Distance learning is based on an educational model in which teachers and students are physically present at the same place. In this context, they exchange learning contents using information and communication technologies. In the past few decades, distance learning started to be important by the policies defined by the governments of the most developed countries. Furthermore, both companies and other organizations paid more attention to these technologies because they allow easy information access in asynchronous way. Older examples of this kind of learning were the tele-school and teaching by mail. Nowadays, with the fast spreading of the Internet, these methods have been discarded and are being replaced by e-learning.
E-learning term is usually understood as electronic learning or learning through computer (Amaral & Leal, 2006). These authors conclude their work with a formal definition of e-learning. In this manner, e-learning is defined by “The process, by which the student learns through the content placed in the Internet and/or CD-Rom. The teacher, if exists, is at distance, using the Internet to communicate (synchronously or asynchronously) with the students, possibly intermediated with some face-to-face moments” (Amaral & Leal, 2006).
It is important to guarantee that e-learning is not just one more tool for non-organized information delivery. Based on this, it is crucial to recognize the importance of the distance learning methodologies. In this sense, the existence of systems that monitor the progress of learning of individual students in virtual learning environments is essential. We may consider the following five types of e-learning, based on (Amaral & Leal, 2007): (i) asynchronous online teaching, (ii) on-line teaching with synchronous moments, (iii) mixed on-line teaching, (iv) (pure) on-line teaching, and (v) computer based teaching.

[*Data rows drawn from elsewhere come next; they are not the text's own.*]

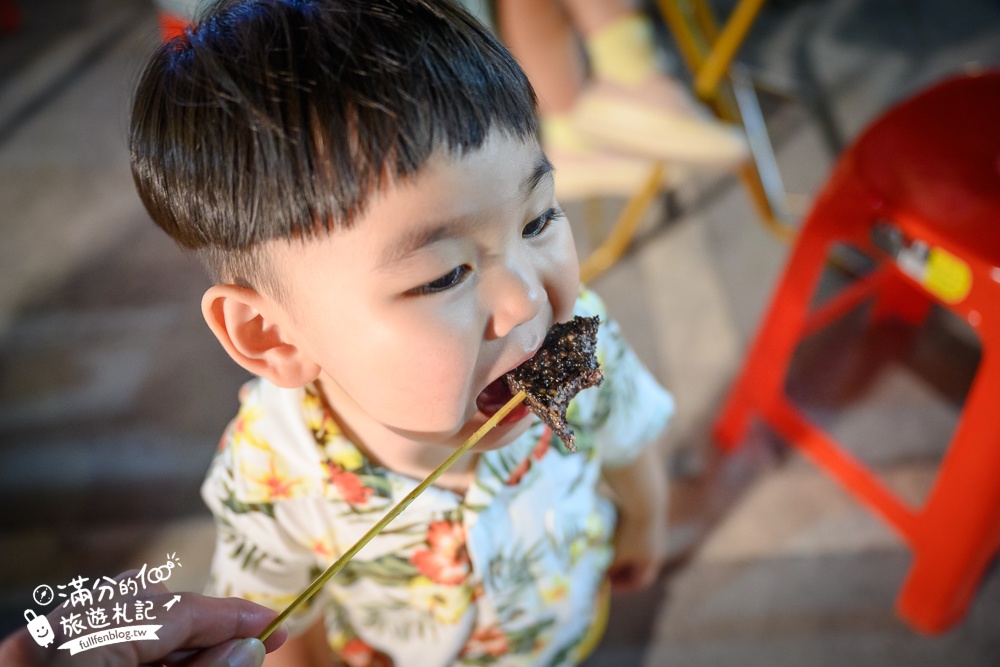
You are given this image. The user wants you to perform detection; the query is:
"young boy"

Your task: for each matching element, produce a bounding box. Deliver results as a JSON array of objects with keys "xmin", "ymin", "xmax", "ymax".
[{"xmin": 130, "ymin": 0, "xmax": 672, "ymax": 665}]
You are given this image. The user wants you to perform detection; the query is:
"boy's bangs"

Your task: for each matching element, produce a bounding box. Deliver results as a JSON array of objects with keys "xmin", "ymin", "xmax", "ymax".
[{"xmin": 131, "ymin": 0, "xmax": 537, "ymax": 256}]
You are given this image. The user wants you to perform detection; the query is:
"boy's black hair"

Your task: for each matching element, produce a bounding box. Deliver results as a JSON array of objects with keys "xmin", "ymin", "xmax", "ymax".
[{"xmin": 129, "ymin": 0, "xmax": 538, "ymax": 287}]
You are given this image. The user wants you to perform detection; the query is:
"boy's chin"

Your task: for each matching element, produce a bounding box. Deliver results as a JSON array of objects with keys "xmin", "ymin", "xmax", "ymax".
[{"xmin": 459, "ymin": 412, "xmax": 531, "ymax": 452}]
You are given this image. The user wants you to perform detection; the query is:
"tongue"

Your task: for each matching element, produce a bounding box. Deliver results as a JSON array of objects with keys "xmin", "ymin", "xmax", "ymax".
[{"xmin": 476, "ymin": 377, "xmax": 512, "ymax": 415}]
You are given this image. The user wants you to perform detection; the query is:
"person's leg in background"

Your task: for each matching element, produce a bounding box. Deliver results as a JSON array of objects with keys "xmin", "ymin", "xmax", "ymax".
[{"xmin": 496, "ymin": 0, "xmax": 747, "ymax": 201}]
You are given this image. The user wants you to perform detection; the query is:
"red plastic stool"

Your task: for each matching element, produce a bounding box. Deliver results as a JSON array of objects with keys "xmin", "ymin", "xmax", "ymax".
[{"xmin": 715, "ymin": 72, "xmax": 1000, "ymax": 633}]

Asynchronous online teaching is characterized by a teacher-student interaction with asynchronous moments, such as electronic mail exchange or discussion fora. Whereas in the online teaching with synchronous moments, teacher-student interaction needs synchronous moments, such as Internet relay chat (IRC) and videoconference. Mixed online teaching involves real-time and face-to-face interaction, and it is also known as blended learning. In the pure online teaching, contents are available on the Internet without the teacher’s figure and it is not dependent on the time and space. Finally, in the computer based teaching, contents are available on CD and, similarly to the latter, with teacher support. In this kind of e-learning, the contents are independent of time and space.
Under e-learning, the following two main concepts or technological systems may be considered (Yuuichi, Toshihiro, Seisuke, & Hiroshi, 2006): learning management systems (LMS) and course management system (CMS). Now the question is “What is the real difference between CMSs (such as Blackboard (Blackboard Inc., 2008), and LMSs (such as NetDimensions EKP (NetDimensions, 2008), Saba (Saba, 2008), or SumTotal (SumTotal Systems, 2008)?” The answer to this question is the basis to understand the difference between the concepts CMS and LMS.